Who holds the memantine patents and what are they for?
Memantine is a generic drug in most markets, so patent coverage is usually about specific product versions, formulations (like extended-release tablets), or particular uses in combination/therapeutic areas rather than the base “memantine itself,” which is already long off-patent in many jurisdictions. Patent rights for memantine commonly involve specific filings and national/regional grants that can differ by country and dosage form.
When did the original memantine patent expire?
Because patent expirations depend on the country and the specific patent family (and whether patents were extended), the exact expiration date varies by jurisdiction. In practice, memantine has been available generically for years, which indicates the core compound patent protection has expired in major markets.
Can memantine generics enter before patents expire?

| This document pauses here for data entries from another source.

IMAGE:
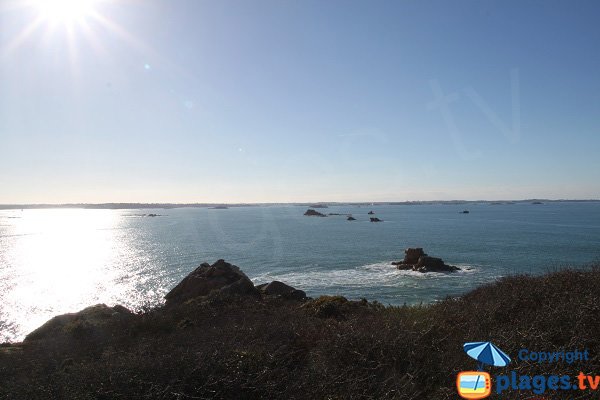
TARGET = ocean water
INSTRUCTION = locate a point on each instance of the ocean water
(55, 261)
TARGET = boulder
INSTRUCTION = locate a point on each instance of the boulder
(412, 255)
(415, 259)
(277, 288)
(220, 276)
(313, 213)
(97, 322)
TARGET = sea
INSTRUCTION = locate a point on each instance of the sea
(55, 261)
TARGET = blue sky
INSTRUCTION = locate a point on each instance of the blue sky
(283, 101)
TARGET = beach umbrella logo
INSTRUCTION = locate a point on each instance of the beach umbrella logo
(478, 384)
(487, 354)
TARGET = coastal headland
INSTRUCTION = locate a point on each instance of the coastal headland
(220, 336)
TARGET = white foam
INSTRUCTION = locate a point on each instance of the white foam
(382, 274)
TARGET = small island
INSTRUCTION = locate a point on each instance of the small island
(415, 259)
(313, 213)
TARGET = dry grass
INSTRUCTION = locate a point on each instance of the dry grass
(224, 347)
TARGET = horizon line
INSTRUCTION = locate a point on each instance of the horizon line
(203, 204)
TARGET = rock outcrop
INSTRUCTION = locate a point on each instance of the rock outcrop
(94, 322)
(415, 259)
(221, 276)
(280, 289)
(313, 213)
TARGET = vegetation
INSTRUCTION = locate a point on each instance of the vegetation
(263, 347)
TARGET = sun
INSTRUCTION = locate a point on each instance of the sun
(64, 11)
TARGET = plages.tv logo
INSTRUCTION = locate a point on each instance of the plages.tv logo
(478, 384)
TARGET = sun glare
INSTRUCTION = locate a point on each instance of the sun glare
(65, 11)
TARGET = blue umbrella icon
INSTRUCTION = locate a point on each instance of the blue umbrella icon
(486, 353)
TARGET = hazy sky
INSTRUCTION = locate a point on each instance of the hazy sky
(271, 101)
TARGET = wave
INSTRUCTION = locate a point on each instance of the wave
(381, 274)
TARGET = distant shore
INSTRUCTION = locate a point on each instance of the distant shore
(125, 206)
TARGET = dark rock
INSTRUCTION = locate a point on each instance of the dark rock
(277, 288)
(416, 259)
(220, 276)
(93, 322)
(313, 213)
(412, 255)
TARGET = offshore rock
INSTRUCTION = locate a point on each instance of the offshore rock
(313, 213)
(415, 259)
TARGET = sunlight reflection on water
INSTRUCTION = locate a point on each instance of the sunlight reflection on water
(63, 260)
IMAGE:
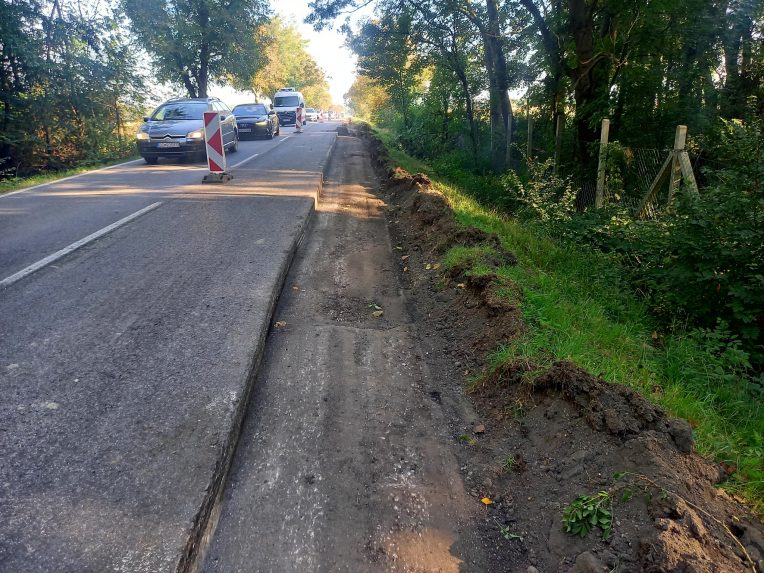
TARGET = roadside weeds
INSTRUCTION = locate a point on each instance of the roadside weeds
(526, 342)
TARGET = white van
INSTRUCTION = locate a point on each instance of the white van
(285, 102)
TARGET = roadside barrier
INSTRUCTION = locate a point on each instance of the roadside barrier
(213, 139)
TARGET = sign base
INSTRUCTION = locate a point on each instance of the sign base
(217, 178)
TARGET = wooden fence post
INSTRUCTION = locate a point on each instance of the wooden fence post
(599, 198)
(680, 139)
(558, 141)
(676, 166)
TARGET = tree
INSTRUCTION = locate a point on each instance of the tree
(387, 54)
(196, 41)
(289, 64)
(68, 83)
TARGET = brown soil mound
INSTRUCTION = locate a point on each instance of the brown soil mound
(546, 439)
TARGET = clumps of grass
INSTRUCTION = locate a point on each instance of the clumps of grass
(587, 512)
(577, 307)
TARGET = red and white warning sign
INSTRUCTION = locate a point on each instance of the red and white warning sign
(214, 140)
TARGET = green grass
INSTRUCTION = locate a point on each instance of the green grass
(17, 183)
(578, 308)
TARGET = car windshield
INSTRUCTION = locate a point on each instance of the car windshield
(250, 109)
(180, 110)
(286, 101)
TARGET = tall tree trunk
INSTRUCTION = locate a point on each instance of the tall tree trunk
(496, 65)
(469, 110)
(590, 77)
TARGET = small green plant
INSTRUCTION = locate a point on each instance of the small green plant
(506, 532)
(509, 463)
(587, 512)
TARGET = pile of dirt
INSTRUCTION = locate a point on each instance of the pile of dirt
(543, 440)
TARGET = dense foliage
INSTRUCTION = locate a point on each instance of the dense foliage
(645, 66)
(193, 42)
(68, 86)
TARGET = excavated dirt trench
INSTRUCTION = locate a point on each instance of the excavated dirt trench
(568, 434)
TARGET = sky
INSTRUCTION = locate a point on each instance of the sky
(326, 47)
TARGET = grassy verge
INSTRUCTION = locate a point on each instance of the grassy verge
(578, 308)
(17, 183)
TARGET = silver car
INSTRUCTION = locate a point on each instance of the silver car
(176, 129)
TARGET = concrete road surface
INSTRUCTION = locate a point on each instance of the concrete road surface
(125, 364)
(345, 463)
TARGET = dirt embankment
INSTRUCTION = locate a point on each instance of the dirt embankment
(541, 444)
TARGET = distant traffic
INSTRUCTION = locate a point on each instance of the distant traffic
(176, 128)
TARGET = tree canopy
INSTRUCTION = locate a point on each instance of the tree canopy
(195, 41)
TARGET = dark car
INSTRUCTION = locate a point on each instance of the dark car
(255, 119)
(176, 129)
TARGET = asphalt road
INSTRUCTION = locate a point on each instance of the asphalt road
(125, 364)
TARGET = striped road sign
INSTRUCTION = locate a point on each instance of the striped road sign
(214, 139)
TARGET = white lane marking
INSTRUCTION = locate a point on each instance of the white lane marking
(284, 138)
(74, 246)
(70, 177)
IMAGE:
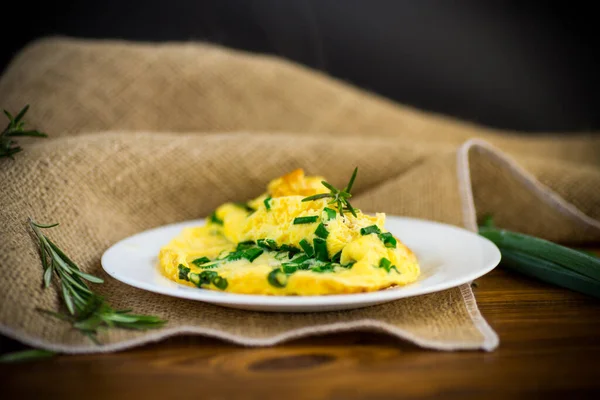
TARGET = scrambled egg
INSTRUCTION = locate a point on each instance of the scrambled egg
(278, 244)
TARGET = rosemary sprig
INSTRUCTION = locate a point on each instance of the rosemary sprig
(338, 197)
(86, 311)
(15, 127)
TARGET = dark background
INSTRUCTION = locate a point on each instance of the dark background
(510, 64)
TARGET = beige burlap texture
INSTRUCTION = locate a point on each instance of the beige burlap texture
(144, 135)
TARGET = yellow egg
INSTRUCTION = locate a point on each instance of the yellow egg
(281, 244)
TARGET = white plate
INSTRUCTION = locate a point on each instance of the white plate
(449, 256)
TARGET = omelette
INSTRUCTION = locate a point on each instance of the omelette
(301, 237)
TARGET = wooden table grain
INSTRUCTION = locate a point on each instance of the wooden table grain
(549, 347)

Generics typically cannot market until relevant patent protections for the specific product/label/dosage form have expired or been cleared. Even after the main compound patent expires, follow-on protections (like formulation, process, or controlled-release patents) can delay entry for particular versions.
Are there still active memantine patents today?
Some memantine-related patents may still be active in specific countries or for specific versions (for example, particular formulations or combinations). Whether any given patent is currently active depends on the patent number, the jurisdiction, and the maintenance/expiry status.
How do you check a specific memantine patent’s status?
To determine whether a particular memantine patent is active or expired, you generally need:
- the patent/publication number, and
- the jurisdiction (US, EP/EU, UK, etc.),
then check official sources (for example, national patent registers and major patent databases) for expiry dates and legal status.
What’s different between memantine and combination patents (memantine + donepezil)?
Combo products can have their own patent families covering the fixed-dose combination, the specific dosing regimen, and sometimes manufacturing/film-coating or other formulation details. These combination patents may have different expiry timelines than memantine alone.
Why do search results show different memantine patent dates?
Different dates show up because patent families publish over time, priority dates differ from grant dates, and expirations differ by country. Also, litigation or patent adjustments can affect when generic approval/launch happens even after a compound patent expires.
What information would let you get an exact answer?
If you share either:
- the country/jurisdiction you care about (US, EU/EP, UK, etc.), and
- the patent number (or the product name/dosage form, like “memantine extended-release 28 mg”),
I can narrow the answer to the specific memantine patent(s) and their likely expiry/remaining coverage.